Je ne dispose pas d’une mémoire infaillible… mais je n’ai pas le souvenir, au cours de quelques quarante ans passés à l’école, que les questions liées à la tenue des élèves – et des maîtres! – aient tourné à la tragédie. Un peu d’humour, quelques minutes de dialogue décrispé… et l’affaire est réglée.

Il s’agit donc d’une question simple. C’est une raison suffisante pour la compliquer un peu. On gagnerait à titiller un peu l’anthropologie que révèle toute cette affaire. Entendons les arguments de « fond »: une tenue trop légère, trop moulante, trop « explicite » aurait sur les garçons des effets d’attirance qui les distrairaient de leur habituelle application aux études. Et cela pourrait distraire jusqu’aux professeurs… ce qui serait alors beaucoup plus inquiétant.

Pour que l’argument fut crédible, il faudrait bien-sûr lui appliquer la règle de symétrie: ce que l’on dit des garçons regardant ces demoiselles devrait être dit également de l’effet produit par ces messieurs sur ces dames. Je crois qu’il y a là, en effet, une rigoureuse équivalence, dont on oublie de s’aviser la plupart du temps.
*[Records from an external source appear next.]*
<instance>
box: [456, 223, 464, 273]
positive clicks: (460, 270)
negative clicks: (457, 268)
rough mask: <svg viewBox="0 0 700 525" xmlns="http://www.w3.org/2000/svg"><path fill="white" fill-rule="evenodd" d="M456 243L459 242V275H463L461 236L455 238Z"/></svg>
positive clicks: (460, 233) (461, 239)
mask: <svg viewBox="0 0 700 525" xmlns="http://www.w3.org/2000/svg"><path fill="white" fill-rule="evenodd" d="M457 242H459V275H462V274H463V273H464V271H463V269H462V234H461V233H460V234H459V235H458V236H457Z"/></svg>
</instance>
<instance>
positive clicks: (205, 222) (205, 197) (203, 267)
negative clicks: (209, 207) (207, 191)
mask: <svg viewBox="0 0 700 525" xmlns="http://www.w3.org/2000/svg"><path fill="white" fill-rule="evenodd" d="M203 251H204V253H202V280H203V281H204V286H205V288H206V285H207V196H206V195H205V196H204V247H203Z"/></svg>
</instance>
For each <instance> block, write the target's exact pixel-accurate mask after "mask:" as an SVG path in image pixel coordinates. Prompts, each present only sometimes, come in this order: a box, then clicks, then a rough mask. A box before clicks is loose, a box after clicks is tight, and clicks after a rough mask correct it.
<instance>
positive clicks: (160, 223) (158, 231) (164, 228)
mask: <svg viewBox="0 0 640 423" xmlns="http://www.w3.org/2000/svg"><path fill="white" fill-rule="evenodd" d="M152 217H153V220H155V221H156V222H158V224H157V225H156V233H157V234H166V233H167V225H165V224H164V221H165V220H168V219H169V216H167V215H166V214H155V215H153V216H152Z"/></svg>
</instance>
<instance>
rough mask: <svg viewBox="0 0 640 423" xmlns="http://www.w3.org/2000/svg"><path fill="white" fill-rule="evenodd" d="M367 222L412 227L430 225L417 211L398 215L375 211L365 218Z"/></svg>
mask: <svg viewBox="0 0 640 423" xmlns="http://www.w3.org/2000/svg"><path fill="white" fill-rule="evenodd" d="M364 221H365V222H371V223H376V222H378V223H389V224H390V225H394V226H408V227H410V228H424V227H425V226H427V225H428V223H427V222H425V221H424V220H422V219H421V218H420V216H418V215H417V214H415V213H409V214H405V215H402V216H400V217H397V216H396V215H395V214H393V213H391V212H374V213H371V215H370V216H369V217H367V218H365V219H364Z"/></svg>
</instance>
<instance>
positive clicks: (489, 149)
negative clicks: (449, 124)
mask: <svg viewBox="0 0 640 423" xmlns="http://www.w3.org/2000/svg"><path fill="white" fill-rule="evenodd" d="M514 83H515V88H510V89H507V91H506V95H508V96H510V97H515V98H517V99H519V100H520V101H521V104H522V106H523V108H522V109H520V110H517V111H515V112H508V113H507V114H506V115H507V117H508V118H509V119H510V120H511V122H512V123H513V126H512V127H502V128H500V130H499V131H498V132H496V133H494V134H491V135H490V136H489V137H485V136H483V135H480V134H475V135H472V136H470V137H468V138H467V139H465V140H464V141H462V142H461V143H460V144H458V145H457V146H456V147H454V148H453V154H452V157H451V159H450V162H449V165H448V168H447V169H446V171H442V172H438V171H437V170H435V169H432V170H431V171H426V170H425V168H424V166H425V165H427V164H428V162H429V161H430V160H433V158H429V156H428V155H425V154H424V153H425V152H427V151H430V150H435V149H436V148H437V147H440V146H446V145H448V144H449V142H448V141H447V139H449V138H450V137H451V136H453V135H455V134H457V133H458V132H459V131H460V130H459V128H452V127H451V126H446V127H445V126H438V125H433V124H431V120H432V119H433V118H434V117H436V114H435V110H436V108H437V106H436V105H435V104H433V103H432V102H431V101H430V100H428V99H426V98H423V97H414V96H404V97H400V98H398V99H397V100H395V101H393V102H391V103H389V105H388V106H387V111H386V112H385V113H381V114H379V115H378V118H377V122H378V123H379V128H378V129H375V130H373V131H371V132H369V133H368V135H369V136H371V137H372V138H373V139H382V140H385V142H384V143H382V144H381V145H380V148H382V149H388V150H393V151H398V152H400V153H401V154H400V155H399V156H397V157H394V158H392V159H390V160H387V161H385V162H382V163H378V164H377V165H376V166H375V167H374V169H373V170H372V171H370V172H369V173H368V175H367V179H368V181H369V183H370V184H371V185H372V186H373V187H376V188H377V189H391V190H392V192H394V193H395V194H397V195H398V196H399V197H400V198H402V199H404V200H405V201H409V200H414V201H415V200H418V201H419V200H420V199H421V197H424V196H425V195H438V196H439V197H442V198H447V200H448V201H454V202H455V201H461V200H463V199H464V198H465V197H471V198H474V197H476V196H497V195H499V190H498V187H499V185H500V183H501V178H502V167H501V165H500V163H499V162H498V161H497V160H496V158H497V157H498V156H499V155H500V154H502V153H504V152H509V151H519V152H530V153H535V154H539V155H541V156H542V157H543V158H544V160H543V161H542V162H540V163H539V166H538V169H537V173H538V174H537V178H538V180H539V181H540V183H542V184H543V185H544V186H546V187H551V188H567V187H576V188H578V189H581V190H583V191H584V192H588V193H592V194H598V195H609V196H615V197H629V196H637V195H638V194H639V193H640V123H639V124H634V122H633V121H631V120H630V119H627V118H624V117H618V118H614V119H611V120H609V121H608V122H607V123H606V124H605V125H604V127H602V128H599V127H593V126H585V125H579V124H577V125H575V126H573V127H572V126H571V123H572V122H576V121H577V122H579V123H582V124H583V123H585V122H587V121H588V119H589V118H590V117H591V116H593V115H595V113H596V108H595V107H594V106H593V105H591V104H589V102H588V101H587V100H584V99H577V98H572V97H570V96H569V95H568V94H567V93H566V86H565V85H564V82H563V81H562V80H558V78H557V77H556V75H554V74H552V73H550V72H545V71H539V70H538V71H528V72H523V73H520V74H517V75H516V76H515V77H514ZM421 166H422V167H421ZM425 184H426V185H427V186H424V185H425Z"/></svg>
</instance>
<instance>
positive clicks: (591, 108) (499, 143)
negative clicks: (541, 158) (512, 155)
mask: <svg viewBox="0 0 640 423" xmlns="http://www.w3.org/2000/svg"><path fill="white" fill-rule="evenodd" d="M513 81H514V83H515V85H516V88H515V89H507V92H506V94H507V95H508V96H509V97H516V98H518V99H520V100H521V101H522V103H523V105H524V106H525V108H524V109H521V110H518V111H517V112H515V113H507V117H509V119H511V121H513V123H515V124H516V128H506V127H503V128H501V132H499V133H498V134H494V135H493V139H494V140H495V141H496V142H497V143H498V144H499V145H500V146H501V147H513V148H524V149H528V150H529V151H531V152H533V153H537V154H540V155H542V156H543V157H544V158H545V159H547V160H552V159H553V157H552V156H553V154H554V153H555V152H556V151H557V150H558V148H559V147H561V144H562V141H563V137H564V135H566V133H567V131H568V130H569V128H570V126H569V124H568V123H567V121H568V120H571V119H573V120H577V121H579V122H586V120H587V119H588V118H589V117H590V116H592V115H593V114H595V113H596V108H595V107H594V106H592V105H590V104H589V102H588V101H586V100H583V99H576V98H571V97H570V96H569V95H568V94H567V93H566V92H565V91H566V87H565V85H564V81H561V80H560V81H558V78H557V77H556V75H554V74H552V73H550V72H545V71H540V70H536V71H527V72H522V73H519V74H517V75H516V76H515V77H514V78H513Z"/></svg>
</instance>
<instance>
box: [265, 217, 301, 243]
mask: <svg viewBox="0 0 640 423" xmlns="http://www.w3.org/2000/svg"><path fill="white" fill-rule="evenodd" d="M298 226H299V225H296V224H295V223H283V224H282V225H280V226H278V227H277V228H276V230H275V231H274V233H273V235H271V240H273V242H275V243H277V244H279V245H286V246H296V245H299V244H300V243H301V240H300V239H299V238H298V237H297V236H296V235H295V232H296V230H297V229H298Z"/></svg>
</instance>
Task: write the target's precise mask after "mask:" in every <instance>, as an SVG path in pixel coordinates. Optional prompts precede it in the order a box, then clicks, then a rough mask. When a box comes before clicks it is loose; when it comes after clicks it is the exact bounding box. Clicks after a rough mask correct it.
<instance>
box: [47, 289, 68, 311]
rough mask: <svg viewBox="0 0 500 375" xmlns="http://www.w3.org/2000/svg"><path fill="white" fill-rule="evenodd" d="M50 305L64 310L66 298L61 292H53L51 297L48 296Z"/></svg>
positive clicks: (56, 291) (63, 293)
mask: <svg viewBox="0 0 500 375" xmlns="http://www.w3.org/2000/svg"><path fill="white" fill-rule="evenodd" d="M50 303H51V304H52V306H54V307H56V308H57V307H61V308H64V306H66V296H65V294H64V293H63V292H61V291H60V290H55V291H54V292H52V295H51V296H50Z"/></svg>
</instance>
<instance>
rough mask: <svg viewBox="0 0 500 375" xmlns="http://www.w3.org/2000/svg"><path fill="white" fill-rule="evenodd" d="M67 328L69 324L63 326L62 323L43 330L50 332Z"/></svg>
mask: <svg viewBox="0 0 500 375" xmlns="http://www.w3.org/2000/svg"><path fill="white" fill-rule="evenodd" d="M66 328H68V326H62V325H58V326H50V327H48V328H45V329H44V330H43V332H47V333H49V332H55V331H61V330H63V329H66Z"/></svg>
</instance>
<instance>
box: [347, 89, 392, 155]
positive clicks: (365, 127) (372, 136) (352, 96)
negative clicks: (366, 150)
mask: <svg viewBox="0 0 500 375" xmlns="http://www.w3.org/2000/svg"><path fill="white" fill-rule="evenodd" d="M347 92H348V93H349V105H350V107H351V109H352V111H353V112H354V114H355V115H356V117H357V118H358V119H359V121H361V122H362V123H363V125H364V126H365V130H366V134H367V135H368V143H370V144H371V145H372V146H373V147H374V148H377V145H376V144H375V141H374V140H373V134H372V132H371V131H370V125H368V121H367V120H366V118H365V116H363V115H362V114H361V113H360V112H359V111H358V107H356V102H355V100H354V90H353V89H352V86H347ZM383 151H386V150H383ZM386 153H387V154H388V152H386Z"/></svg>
Mais il est surtout une évidence dont on s’avise mal: l’habillement ressortit au langage. En se vêtant de telle ou telle manière, on veut « se faire voir », on a quelque chose à dire, on quête quelque surplus d’existence dans le regard de l’autre. Réduire l’habillement au fait de se « sentir à l’aise », imaginer que le choix du vêtement fut une simple affaire de confort personnel, constitue une naïveté promptement ridiculisée par les réactions courroucées qu’engendre toute velléité de légiférer en la matière.

Bref, réglementer une tenue – à l’école, à l’armée, en prison, à la banque, à l’hôpital – est  davantage que veiller au confort de celui qui l’arbore. La mode vit des regards qu’elle suscite. Et c’est là que le discours des « libéraux » devient étrange. A vouloir réglementer, disent-ils, on sombrait dans le péché de « sexualisation » de toute chose. Pour ceux que toute limite agace, Eros ne serait en rien concerné par les questions d’habillement. On a même entendu de la bouche d’une ancienne Conseillère Fédérale que si les garçons avaient des problèmes d’hormones à cause de la tenue des filles, alors tant pis, « c’est leur problème. »

On est donc en train de nous dire que l’attirance réciproque des garçons et des filles serait une sorte de perversion du regard… et nous voici rendus au moralisme le plus étroit.

Car je prétends qu’à vouloir lestement absoudre qui en sa tenue imagine n’avoir aucune visée séductrice est en réalité une forme de moralisme qui voue la séduction aux gémonies. La séduction, certes, peut être agressive et parfois violente. Il faut alors tout faire pour l’éviter. Mais elle peut être aussi à l’origine d’une très naturelle attirance dont nos libéraux – pas si libérés que cela –  jugent n’avoir pas lieu d’être.

Qu’un ou une élève soit troublé par l’exposition explicite du corps de l’autre est parfaitement normal. Cette attirance est belle et bonne mais doit évidemment s’éduquer au respect de l’autre.

Ce qui étonne, c’est donc qu’on veuille concéder aux élèves le droit de s’habiller à leur guise, pour condamner ensuite leurs coupables attraits… alors que c’est justement parce que ces attraits ne sont pas coupables qu’il faudrait « modérer » un peu les tenues qui les éveillent. Car enfin, on n’enseigne pas les nombres complexes – auxquels je faisais allusion – à des élèves qui ne maîtrisent pas l’ensemble des réels. Le respect comme le savoir est affaire de croissance et à vouloir soumettre les enfants et les adolescents à des problèmes trop difficiles, on obtient ni le respect ni le savoir… mais le découragement.

Le règlement, l’indignation, l’incantation au droit et à l’égalité, sont ici ridicules. Ce dont il faudrait que tous se revêtissent, adultes comme enfants, est ce gros bon sens, qui est une intelligence qui vient même aux plus imbéciles.